Abstract: Model predictive control (MPC) has established itself as a promising control methodology in power electronics. This survey paper highlights the most relevant MPC techniques for power electronic systems. These can be classified into two major groups, namely, MPC without modulator, referred to as direct MPC, and MPC with a subsequent modulation stage, known as indirect MPC. Design choices, and parameters that affect the system performance, closed-loop stability, and controller robustness are discussed. Moreover, solvers, and control platforms that can be employed for the real-time implementation of MPC algorithms are presented. Finally, the MPC schemes in question are assessed, among others, in terms of design, and computational complexity, along with their performance, and applicability depending on the power electronic system at hand.

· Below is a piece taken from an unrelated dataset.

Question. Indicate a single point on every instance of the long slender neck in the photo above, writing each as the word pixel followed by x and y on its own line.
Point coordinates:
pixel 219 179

Hybrid PV-Wind Micro-Grid Development Using Quasi-Z-Source Inverter Modeling and Control –Experimental Investigation

Abstract: This research work deals with the modeling and control of a hybrid photovoltaic (PV)-Wind micro-grid using Quasi Z-source inverter (QZsi). This inverter has major benefits as it provides better buck/boost characteristics, can regulate the phase angle output, has less harmonic contents, does not require the filter and has high power performance characteristics over the conventional inverter. A single ended primary inductance converter (SEPIC) module used as DC-DC switched power apparatus is employed for maximum power point tracking (MPPT) functions which provide high voltage gain throughout the process. Moreover, a modified power ratio variable step (MPRVS) based perturb & observe (P&O) method has been proposed, as part of the PV MPPT action, which forces the operating point close to the maximum power point (MPP). The proposed controller effectively correlates with the hybrid PV, Wind and battery system and provides integration of distributed generation (DG) with loads under varying operating conditions. The proposed standalone micro grid system is applicable specifically in rural places. The dSPACE real-time hardware platform has been employed to test the proposed micro grid system under varying wind speed, solar irradiation, load cutting and removing conditions etc. The experimental results based on a real-time digital platform, under dynamic conditions, justify the performance of a hybrid PV-Wind micro-grid with Quasi Z-Source inverter topology.